4.9 Lexer modes

Lexer modes can be used to change the set of patterns that are matched by the lexer. A common use for lexer modes is to match strings.

Example:

<<
string mystringvalue;
>>

tokenid str;

# String processing
/"/ <<
  mystringvalue = "";
  $mode(string);
>>
string: /[^"]+/ << mystringvalue ~= match; >>
string: /"/ <<
  $mode(default);
  return $token(str);
>>

A lexer mode is defined by placing the name before a colon (:) character that precedes a token or pattern statement. The token or pattern statement is restricted to only applying if the named mode is active.

By default, the active lexer mode is named default. A $mode() call within a lexer code block can be used to change lexer modes.

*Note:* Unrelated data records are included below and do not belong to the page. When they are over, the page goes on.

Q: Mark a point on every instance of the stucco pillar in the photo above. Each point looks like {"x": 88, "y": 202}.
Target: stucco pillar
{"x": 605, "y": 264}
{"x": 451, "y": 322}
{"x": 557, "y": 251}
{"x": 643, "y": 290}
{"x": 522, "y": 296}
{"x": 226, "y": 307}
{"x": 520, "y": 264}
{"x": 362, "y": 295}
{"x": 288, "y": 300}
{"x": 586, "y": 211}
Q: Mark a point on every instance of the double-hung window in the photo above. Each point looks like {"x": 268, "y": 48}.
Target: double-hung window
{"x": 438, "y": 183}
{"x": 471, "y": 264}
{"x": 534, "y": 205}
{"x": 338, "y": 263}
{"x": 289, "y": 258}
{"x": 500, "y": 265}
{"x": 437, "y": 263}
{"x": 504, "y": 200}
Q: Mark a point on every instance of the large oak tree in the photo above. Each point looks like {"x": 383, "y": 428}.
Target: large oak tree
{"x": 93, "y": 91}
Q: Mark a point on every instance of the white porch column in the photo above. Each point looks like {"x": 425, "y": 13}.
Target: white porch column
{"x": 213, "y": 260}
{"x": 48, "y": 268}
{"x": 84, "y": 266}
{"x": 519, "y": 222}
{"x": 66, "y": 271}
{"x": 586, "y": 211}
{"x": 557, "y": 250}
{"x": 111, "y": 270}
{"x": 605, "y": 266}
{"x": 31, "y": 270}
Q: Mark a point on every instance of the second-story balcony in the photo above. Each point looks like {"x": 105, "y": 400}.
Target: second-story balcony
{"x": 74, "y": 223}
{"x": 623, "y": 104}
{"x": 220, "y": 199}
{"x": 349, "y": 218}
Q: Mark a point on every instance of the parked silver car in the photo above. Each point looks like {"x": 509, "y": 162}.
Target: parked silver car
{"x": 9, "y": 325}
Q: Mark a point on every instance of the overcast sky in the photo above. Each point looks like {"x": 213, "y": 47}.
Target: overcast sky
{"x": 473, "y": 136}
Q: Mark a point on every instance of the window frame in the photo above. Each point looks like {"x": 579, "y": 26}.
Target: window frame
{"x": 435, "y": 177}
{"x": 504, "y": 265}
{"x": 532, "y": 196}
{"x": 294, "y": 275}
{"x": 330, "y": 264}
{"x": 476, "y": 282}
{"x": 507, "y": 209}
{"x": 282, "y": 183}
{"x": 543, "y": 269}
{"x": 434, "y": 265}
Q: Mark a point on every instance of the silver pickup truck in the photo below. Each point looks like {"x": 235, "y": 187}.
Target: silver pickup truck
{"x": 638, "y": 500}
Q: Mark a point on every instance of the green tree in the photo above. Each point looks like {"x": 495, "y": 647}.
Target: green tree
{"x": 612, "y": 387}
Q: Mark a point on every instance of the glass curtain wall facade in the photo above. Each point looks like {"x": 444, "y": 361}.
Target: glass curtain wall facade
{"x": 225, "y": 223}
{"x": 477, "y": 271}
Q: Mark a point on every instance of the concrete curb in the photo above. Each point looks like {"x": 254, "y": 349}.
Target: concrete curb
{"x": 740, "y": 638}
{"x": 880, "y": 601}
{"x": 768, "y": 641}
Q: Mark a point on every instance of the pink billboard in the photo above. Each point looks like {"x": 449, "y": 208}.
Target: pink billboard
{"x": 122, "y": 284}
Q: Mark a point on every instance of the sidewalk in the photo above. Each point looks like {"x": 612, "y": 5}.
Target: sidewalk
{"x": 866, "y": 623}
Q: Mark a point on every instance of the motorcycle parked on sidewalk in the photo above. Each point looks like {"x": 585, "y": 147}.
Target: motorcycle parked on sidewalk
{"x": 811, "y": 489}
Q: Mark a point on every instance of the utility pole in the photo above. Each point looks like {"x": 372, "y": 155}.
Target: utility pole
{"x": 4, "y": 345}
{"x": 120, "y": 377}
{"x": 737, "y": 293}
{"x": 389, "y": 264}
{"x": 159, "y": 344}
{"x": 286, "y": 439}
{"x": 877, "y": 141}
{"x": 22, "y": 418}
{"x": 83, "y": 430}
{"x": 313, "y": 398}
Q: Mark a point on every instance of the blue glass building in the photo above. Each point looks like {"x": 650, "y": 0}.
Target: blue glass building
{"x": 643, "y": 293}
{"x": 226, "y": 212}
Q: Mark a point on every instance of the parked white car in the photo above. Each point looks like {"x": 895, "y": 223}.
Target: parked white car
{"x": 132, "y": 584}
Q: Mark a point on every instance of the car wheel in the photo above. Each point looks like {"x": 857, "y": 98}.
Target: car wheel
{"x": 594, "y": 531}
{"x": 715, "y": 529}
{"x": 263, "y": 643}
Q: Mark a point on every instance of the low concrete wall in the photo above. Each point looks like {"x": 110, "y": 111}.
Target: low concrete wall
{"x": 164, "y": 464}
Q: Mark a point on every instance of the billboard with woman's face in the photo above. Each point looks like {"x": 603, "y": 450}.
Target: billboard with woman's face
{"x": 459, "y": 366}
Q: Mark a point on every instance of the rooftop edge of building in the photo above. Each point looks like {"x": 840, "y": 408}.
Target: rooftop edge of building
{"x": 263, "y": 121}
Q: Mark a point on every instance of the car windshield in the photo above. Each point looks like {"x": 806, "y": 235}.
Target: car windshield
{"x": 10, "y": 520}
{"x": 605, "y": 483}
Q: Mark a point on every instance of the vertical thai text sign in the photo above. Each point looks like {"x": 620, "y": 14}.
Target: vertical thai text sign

In the above example, when the lexer in the default mode sees a doublequote (") character, the lexer code block will clear the mystringvalue variable and will set the lexer mode to string. When the lexer begins looking for patterns to match against the input, it will now look only for patterns tagged for the string lexer mode. Any non-" character will be appended to the mystringvalue string. A " character will end the string lexer mode and return to the default lexer mode. It also returns the str token now that the token is complete.

Note that the token name str above could have been string instead - the namespace for token names is distinct from the namespace for lexer modes.